Baldo et al. (2005) define language as a “rule-based, symbolic representation system” that “allows us to not simply represent concepts, but more importantly for problem solving, facilitates our ability to manipulate those concepts and generate novel solutions” (pp. 240, 249). Although their study focused on the relationship between natural language and problem solving, their concept of language is highly representative of languages used in programming activities. Other research in the area of linguistics examines the differences between mono-, bi-, and multilingual speakers. One particular study, focusing on the differences between mono- and bilingual children, found specific differences in the subjects’ abilities to solve problems (Bialystok & Majumder, 1998). These linguistic studies prompt us to ask questions about the effect that working concurrently in multiple programming languages (a phenomenon we refer to as language fragmentation) has on the problem-solving abilities of developers.
In an effort to increase both the quality of software applications and the efficiency with which applications can be written, developers often incorporate multiple programming languages into software projects. Each language is selected to meet specific project needs, to which it is specialized—for instance, in a web application a developer might select SQL for database communication, PHP for server-side processing, JavaScript for client-side processing, and HTML/CSS for the user interface. Although language specialization arguably introduces benefits, the total impact of the resulting language fragmentation on developer performance is unclear. For instance, developers may solve problems more efficiently when they have multiple language paradigms at their disposal. However, the overhead of maintaining efficiency in more than one language may also outweigh those benefits. Further, development directors and programming team managers must make resource allocation, staff training, and technology acquisition decisions on a daily basis. Understanding the impact of language fragmentation on developer performance would enable software companies to make better-informed decisions regarding which programming languages to incorporate into a project, as well as regarding the division of developers and testers across those languages.

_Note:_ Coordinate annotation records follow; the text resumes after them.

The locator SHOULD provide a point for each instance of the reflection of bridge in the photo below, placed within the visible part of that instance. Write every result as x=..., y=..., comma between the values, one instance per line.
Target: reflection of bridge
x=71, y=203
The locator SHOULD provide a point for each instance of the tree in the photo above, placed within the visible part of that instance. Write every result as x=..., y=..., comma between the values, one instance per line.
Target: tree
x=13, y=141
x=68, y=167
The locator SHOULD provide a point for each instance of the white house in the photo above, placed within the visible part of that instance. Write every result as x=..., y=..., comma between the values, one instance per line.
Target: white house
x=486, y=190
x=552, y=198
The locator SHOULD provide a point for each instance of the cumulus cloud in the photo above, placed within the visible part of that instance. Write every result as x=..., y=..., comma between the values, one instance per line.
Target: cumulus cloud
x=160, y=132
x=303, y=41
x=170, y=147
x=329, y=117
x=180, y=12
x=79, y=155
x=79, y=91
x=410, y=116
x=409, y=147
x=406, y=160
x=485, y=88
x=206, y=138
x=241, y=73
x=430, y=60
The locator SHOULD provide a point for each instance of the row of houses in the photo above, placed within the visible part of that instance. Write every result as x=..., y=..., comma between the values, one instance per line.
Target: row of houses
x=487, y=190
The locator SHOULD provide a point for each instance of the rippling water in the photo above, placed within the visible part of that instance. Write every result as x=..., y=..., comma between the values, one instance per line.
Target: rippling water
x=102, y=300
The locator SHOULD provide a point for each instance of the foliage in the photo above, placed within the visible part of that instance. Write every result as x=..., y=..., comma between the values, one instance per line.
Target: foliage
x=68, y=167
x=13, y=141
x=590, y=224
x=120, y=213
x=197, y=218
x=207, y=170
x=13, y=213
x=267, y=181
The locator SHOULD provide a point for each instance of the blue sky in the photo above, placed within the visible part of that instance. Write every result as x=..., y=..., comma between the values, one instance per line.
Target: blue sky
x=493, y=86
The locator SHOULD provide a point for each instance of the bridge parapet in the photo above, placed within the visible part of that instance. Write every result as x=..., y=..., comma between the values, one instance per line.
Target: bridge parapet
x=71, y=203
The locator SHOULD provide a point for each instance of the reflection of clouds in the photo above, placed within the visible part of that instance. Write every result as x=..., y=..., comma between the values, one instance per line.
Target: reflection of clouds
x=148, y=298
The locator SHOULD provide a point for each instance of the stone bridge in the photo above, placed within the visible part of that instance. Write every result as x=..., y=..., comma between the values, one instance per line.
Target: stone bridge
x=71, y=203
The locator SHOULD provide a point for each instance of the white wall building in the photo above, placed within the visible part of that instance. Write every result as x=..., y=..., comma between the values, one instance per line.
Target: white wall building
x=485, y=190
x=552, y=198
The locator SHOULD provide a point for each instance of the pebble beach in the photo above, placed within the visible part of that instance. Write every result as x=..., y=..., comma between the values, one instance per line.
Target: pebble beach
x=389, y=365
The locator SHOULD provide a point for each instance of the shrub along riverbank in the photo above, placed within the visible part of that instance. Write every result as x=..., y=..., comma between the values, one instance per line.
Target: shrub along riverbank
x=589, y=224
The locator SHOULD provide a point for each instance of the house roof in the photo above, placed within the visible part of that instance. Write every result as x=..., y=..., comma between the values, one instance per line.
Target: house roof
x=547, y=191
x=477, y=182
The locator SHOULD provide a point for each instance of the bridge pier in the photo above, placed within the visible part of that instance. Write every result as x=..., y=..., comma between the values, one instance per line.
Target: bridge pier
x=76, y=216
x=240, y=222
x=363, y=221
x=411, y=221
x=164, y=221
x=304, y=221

To begin understanding these issues, this paper explores the relationship between language fragmentation and developer productivity. First, we define and justify the metrics used in the paper. We discuss our selection of a productivity metric, after which we describe an entropy-based metric for characterizing the distribution of a developer’s efforts across multiple programming languages. Having defined the key terms, we then present the thesis of the paper, and describe, justify, and validate the data and analysis techniques. We then present the results of an observational study of SourceForge, an open source software (OSS) community, in which we demonstrate a significant relationship between language fragmentation and productivity. Establishing this relationship is a necessary first step in understanding the impact that language fragmentation has on a developer’s problem-solving abilities.
TopProductivity
According to the 1993 IEEE Standard for Software Productivity Metrics, “productivity is defined as the ratio of the output product to the input effort that produced it” (Institute of Electrical and Electronics Engineers, Inc., 1993, p. 12). Although this ratio may be as difficult to accurately quantify as problem-solving ability, it has been extensively studied in the context of Software Engineering.